O livro começa com a transcrição de uma história que o jornal The Orion publicou em 15/06/2005. A história não é verdadeira, mas ela retrata claramente a relação das sociedades ocidentais com os produtos chineses. Quando lí essa parte do livro, recentemente tinha dado uma passada pela rua 25 de março, em São Paulo, e percebi que embora essa história fosse inventada por um jornalista do The Onion, ela retrata claramente a nossa realidade. Em resumo, o texto fala do costume dos americanos (incluo os brasileiros nisso) de comprar todas as "porcarias" que são produzidas na China e que não tem tanta utilidade no dia-a-dia. Por exemplo, uma concha de sopa, com um furo no meio e um cabo que dobra 90 graus, microondas para omelete, lupas que brilham no escuro, extrator de miolo de abacaxi,... Depois de um tempo, ao percebemos que não servem para muita coisa, que estão ocupando lugar no armário e que pagamos muito pouco pelo produto, jogamos no lixo.
Mas para produzir todos esses produtos, a China precisa de energia elétrica, que é produzida em usinas termo elétricas a carvão.
A classe média dos países em desenvolvimento, como Brasil, India, Rússia e China, vem aumentando e essas pessoas começam a consumir mais e mais produtos, produzidos na China, através da queima de carvão.
A queima de combustível fóssil aumenta o efeito estufa e o planeta está aquecendo cada vez mais.
Até pouco tempo, a China era um país exportador de carvão.

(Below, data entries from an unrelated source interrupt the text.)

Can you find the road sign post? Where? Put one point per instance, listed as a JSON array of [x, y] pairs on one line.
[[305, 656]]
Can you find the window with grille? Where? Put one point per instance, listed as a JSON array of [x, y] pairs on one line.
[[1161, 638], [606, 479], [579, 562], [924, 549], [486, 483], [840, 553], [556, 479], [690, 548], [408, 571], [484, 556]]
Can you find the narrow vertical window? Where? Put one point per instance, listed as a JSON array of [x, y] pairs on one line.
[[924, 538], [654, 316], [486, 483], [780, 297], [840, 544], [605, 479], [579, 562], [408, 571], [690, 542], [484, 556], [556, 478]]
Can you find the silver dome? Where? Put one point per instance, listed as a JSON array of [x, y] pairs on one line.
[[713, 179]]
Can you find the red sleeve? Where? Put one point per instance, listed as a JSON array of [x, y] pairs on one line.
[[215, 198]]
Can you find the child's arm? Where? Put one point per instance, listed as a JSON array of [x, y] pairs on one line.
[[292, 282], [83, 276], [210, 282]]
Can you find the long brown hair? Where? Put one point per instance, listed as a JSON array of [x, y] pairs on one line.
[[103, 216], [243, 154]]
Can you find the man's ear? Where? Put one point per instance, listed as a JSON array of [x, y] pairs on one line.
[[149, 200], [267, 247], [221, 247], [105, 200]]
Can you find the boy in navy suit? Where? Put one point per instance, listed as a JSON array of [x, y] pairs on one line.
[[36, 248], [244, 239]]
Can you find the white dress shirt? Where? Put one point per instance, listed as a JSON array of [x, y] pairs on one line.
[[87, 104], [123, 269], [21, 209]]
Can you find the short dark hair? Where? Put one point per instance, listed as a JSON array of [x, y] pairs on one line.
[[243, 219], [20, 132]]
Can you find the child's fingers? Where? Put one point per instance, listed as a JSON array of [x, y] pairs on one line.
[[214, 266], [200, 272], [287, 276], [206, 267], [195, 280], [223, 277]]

Mas ontem, no jornal Folha de São Paulo, encontrei a seguinte reportagem: "Países exportam carvão para suprir demanda chinesa - Expansão do consumo chinês gera tensão entre países que visam lucros e os que defendem metas ambientais". Este artigo retrata a mudança da China - de exportador, virou importador de carvão. Ela precisa de mais energia para poder produzir mais produtos que são consumidos de forma desmedida pelas sociedades que vêm enriquecendo.
Precisamos analisar melhor as nossas atitudes no dia-a-dia, as mais básicas, pois elas podem estar contribuindo muito para o aquecimento global.
Quem tiver a oportunidade, vale ler esse livro do Friedman.